Алтанбек склонился в низком поклоне:

– Мудрость ваша беспредельна! Легкомысленны русские!

Но и эти слова возымели обратное действие. Мамай нахмурился:

– К сожалению, уважаемый Алтанбек, не все.

И тут, к крайней досаде Алтанбека, в шатер, подобострастно кланяясь, вступил Абдул-Керим, льстивый наперсник Мамая, давний соперник Алтанбека.

– Светлый хан, важные вести!

Мамай вопросительно посмотрел на Абдул-Керима.

– Русский перебежчик, – склонился до земли Абдул-Керим. – Просит допустить к вам.

– Допрашивали?

– Твердит: все скажу светлому хану.

Мамай заколебался.

– Оружие было?

– Нож.

– Введи!

Ах как изумились бы Бориска, Василий Тупик и иные люди великого князя Дмитрия Ивановича, кабы были поблизости. Их недолгий гость-знакомец, рыжий рязанец, именем-прозвищем Гришка Хряк, почти на животе вполз в шатер правителя Золотой Орды.

– Говори! – через толмача-переводчика приказал Мамай. – Коротко!

Гришка преданно уставился маленькими заплывшими глазками в лицо Мамаю.

– С подворья улусника твоего и холопа ослушного князя московского Дмитрия прибежал! – единым духом выпалил заранее приготовленные слова.

Теперь без раздражения, с живейшим интересом смотрел на жирного руса владыка Орды.

– Продолжай!

Вздохнул облегченно Гришка Хряк.


– Послан был с товарищем на Москву князем нашим, Олегом Ивановичем рязанским, дабы разведать, что там и как…

Перевел толмач. Гришка помедлил чуть. Вдруг спросит что правитель? Не дождавшись, продолжил поспешно, хитря маленько:

– Товарищ направился обратно в Переяславль, Олегов стольный град. А я – к тебе. Подумал: удостоишь милости.

Под холодным взглядом правителя торопливо выложил:

– Сторожа в твою сторону выехала вчерась из Москвы. Сам князь Дмитрий, как узнал, что ты на него идешь, послал. Велено от тебя близкого человека поймать и привесть. Я тех ребят многих и начальника ихнего знаю в лицо…

– Сколько их?

– Семьдесят девять.

Правитель презрительно усмехнулся, искоса наблюдая за перебежчиком.

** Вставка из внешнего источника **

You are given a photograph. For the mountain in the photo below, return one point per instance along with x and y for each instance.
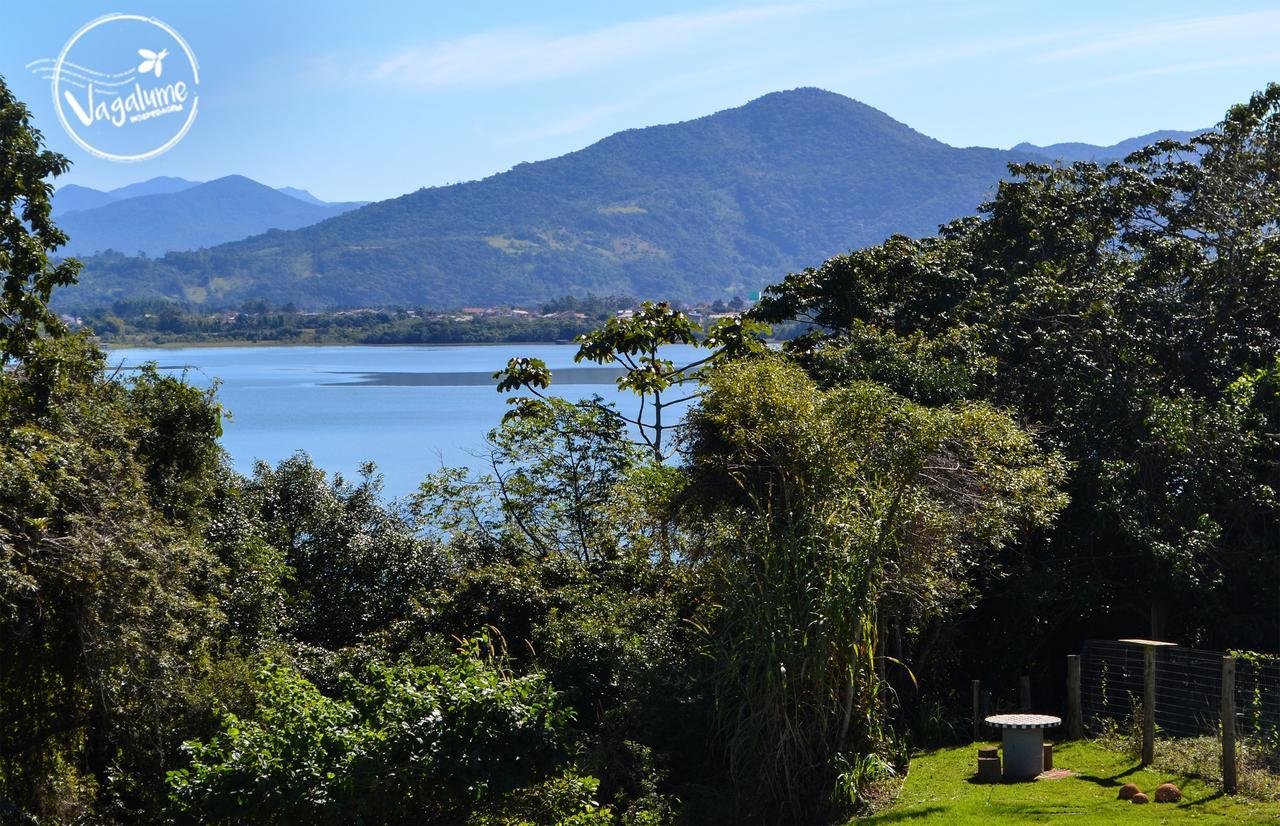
(302, 195)
(708, 208)
(1070, 153)
(72, 197)
(187, 218)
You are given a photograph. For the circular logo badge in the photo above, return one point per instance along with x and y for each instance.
(126, 87)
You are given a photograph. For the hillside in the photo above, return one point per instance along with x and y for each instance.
(702, 209)
(1069, 153)
(72, 197)
(190, 218)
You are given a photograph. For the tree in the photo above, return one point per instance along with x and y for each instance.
(844, 523)
(636, 345)
(27, 232)
(1115, 307)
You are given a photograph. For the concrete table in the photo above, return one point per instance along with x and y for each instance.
(1023, 743)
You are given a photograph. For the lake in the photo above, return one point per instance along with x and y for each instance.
(407, 409)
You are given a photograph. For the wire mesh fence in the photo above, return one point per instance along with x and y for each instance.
(1188, 690)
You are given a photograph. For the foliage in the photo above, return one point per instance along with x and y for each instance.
(353, 566)
(635, 345)
(841, 515)
(27, 233)
(1129, 311)
(108, 596)
(401, 743)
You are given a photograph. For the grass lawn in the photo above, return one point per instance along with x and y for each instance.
(938, 790)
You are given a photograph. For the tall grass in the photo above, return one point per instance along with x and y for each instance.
(798, 688)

– Шутишь глупо! Что могут они против моего войска?

– Против войска, светлый хан, ничего. Да оно им без надобности. А вот ближнего твоего какого скрадут – проще простого…

– По пустяку потревожил!

Мамай сделал вид, будто потерял интерес к перебежчику.

Гришка Хряк испуганно затрясся.

– Я те все про московский великокняжеский двор скажу… Сделаю, что прикажешь…

Ордынский владыка думал.

Отряд в восемьдесят человек – мелочь. Но то, что перебежчик многих знает в лицо, весьма ценно. Одним этим уже надобен.

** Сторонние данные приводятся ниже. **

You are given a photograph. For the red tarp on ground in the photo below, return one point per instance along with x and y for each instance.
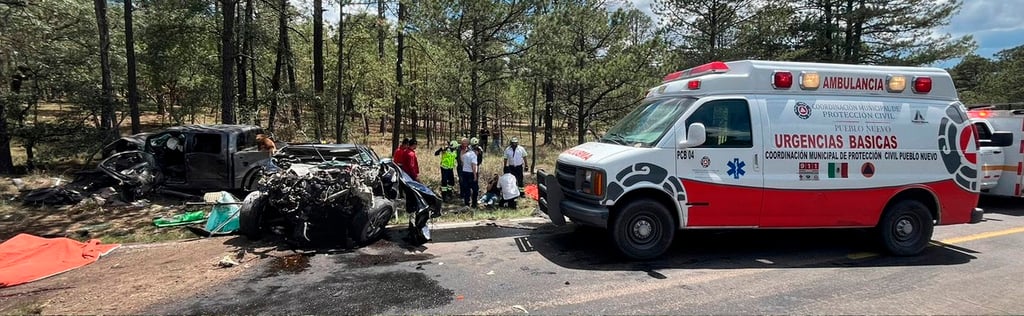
(26, 258)
(531, 191)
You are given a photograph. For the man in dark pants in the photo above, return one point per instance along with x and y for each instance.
(469, 175)
(515, 159)
(450, 156)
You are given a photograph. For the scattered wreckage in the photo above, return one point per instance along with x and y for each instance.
(195, 158)
(313, 194)
(328, 194)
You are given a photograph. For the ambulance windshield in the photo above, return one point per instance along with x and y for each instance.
(648, 123)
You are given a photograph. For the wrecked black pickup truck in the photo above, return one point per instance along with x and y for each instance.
(209, 158)
(334, 194)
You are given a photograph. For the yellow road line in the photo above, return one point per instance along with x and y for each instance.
(983, 235)
(953, 240)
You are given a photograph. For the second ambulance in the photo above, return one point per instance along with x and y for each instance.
(767, 144)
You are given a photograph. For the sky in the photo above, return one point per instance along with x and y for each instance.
(995, 25)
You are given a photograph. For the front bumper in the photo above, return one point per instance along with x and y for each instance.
(551, 200)
(977, 215)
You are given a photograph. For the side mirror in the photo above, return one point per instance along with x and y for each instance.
(998, 139)
(695, 136)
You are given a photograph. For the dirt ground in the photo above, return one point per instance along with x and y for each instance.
(116, 222)
(133, 277)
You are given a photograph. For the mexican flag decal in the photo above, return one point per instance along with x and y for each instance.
(838, 170)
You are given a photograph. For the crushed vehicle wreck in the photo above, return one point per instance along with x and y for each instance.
(330, 194)
(208, 158)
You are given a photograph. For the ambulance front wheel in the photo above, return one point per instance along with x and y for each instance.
(643, 229)
(906, 227)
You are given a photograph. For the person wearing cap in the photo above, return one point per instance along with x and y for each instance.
(515, 159)
(469, 175)
(412, 164)
(474, 143)
(450, 158)
(399, 154)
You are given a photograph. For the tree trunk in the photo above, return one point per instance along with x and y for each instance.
(396, 131)
(130, 55)
(279, 63)
(549, 103)
(250, 52)
(381, 23)
(341, 116)
(240, 62)
(107, 115)
(6, 162)
(227, 62)
(318, 66)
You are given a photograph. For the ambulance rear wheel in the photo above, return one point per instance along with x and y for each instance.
(906, 228)
(643, 229)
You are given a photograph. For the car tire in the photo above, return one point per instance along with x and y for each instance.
(370, 226)
(251, 216)
(643, 230)
(905, 228)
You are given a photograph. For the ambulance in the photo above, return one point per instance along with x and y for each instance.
(771, 144)
(1000, 134)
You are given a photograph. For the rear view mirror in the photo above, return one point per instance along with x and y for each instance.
(695, 136)
(998, 139)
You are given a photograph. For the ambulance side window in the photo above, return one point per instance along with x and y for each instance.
(727, 122)
(983, 132)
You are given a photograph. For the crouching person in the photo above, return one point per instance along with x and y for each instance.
(509, 188)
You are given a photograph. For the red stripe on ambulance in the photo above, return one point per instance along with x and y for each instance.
(737, 206)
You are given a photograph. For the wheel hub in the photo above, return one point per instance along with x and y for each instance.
(642, 229)
(904, 227)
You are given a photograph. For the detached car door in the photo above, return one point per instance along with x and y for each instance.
(207, 162)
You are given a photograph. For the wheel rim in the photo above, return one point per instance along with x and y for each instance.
(377, 224)
(905, 228)
(643, 230)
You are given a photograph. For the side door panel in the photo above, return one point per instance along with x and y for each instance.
(207, 161)
(723, 177)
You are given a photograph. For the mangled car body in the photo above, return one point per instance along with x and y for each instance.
(209, 158)
(331, 194)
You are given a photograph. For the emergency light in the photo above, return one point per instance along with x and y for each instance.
(781, 80)
(711, 68)
(809, 80)
(922, 85)
(896, 83)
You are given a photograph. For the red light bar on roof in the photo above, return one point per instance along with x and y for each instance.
(711, 68)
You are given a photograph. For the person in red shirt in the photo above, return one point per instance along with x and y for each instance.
(412, 166)
(399, 154)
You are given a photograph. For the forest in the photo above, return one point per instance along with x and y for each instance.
(79, 74)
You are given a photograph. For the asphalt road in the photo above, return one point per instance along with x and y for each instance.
(970, 269)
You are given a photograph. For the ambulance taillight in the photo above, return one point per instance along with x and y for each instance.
(984, 114)
(782, 80)
(922, 85)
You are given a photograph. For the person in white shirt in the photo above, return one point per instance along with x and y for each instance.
(508, 187)
(469, 185)
(515, 158)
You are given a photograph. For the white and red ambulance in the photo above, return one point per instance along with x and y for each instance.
(1000, 134)
(766, 144)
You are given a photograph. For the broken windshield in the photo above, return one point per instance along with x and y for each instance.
(648, 123)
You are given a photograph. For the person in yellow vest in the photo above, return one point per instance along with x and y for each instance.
(450, 158)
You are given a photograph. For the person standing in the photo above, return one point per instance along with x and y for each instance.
(412, 164)
(399, 154)
(450, 156)
(469, 175)
(515, 159)
(509, 190)
(483, 137)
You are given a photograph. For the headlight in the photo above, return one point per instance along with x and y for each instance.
(592, 182)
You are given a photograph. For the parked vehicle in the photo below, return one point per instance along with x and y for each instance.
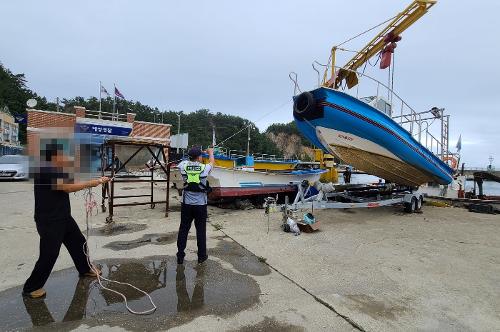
(14, 167)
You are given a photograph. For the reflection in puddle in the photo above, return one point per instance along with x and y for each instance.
(270, 324)
(163, 238)
(180, 293)
(117, 229)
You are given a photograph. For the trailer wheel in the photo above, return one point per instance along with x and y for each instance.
(411, 206)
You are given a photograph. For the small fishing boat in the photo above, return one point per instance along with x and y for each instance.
(262, 162)
(244, 181)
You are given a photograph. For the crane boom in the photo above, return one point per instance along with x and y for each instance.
(400, 23)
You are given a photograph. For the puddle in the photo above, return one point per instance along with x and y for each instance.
(270, 324)
(181, 295)
(240, 258)
(117, 229)
(161, 238)
(375, 309)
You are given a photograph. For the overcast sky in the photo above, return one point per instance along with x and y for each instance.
(235, 56)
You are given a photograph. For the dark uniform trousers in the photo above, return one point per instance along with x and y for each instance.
(54, 233)
(199, 214)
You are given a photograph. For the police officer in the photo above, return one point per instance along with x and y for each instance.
(194, 202)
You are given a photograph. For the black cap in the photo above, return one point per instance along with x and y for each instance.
(194, 152)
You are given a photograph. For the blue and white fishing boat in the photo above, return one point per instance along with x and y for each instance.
(366, 132)
(366, 138)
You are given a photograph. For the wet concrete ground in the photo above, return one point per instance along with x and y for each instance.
(181, 294)
(235, 291)
(374, 270)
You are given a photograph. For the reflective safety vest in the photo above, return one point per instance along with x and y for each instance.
(193, 181)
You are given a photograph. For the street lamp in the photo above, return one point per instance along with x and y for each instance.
(178, 129)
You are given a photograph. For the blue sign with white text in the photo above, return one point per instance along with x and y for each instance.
(90, 128)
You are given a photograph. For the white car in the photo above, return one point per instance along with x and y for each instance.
(14, 167)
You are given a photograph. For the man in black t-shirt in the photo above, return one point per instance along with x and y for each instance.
(53, 219)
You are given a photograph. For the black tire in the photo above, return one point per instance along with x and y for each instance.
(303, 103)
(411, 206)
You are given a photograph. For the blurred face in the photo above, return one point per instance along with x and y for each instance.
(61, 160)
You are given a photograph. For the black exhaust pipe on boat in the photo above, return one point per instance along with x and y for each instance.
(306, 107)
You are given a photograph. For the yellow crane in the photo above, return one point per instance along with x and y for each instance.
(397, 25)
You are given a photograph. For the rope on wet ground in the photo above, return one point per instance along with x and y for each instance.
(316, 298)
(90, 206)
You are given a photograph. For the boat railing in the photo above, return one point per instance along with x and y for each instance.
(418, 124)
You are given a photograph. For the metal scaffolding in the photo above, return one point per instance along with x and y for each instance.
(112, 166)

Есть и другое: представляется случай заслать своего человека к Олегу рязанскому, велеречивому и хитрому.

А пожалуй, есть и третье, в чем сгодится перебежчик. Поп, что шел в позапрошлом году с ядовитыми травами, готовя гибель князю Дмитрию, попался. Быть может, попытаться еще раз? Самое время!

Найдя, что русский достаточно натерпелся страху, правитель милостиво обронил:

– Хорошо. Я подумаю.

И кинул кожаный мешочек с серебряными монетами, один из тех, что всегда держал подле себя, дабы оплачивать наличными услугами нужных людей. Мамай давно считал: в одной руке следует держать кнут, в другой – пряник.

Масленым блином расплылась Гришкина рожа. Пополз к Мамаеву сапогу.

– Светлый хан! Да продлятся годы твои…

Отпустив перебежчика, Мамай приказал безмолвно стоявшим приближенным:

– Передать всем: усилить охрану! Особенно ночью. Русские ведомцы-разведчики вышли на охоту. Это серьезно! Рыжего руса завтра утром – ко мне!

– Будет исполнено, светлый хан!

Пятясь и низко кланяясь, придворные, избегая смотреть друг на друга, покинули шатер.